Oh, to Put an End to Endnotes

I dislike endnotes and it appears that I am not alone, nor am I the first to complain!  This is an excellent essay-sized footnote on endnotes with endnotes by Michael V. Fox.

Michael V. Fox, From the Editor: On Footnotes, in Hebrew Studies 28.  Read/download this article here (PDF).

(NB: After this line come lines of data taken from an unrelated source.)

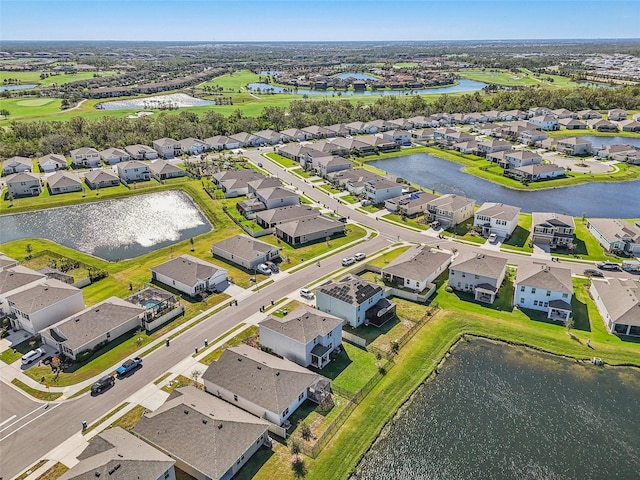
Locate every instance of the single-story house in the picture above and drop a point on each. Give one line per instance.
(618, 301)
(64, 182)
(190, 275)
(207, 437)
(16, 165)
(417, 268)
(98, 324)
(162, 170)
(52, 162)
(101, 178)
(24, 184)
(42, 304)
(134, 171)
(141, 152)
(301, 231)
(305, 336)
(355, 300)
(245, 251)
(497, 218)
(615, 235)
(267, 386)
(111, 156)
(85, 157)
(479, 274)
(116, 450)
(540, 286)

Fox's case against Endnotes:

  1. Endnotes, particularly in books, are a nuisance.
  2. Endnotes are usually...imposed on authors by publishers...
  3. Endnotes trail behind everything else
Fox's case for Footnotes:
  1. Footnotes...[are] right there to read in a moment...
  2. Footnotes are...intrinsically significant.
  3. [F]ootnotes anchor the thought in the earlier scholarship from which it proceeded.
  4. Footnotes...go along with text.
Also worthy of consideration is his argument in endnote 4 against the misplaced priorities of the standard style sheets for bibliographies.  Having worked extensively with bibliographies, I always find it frustrating when the author's name is abbreviated.  I agree wholeheartedly that the most essential information in a bibliography is the author's name, the title of the work, and the date.  I wish that all of the information would be present including the city and publisher's name, but if anything must be abbreviated it ought to be the publisher's information.


[HT: Jim Davila @ PaleoJudaica.com who links to Christian Brady's post @ Targuman who gives credit to having received this from Robert Holmstedt.]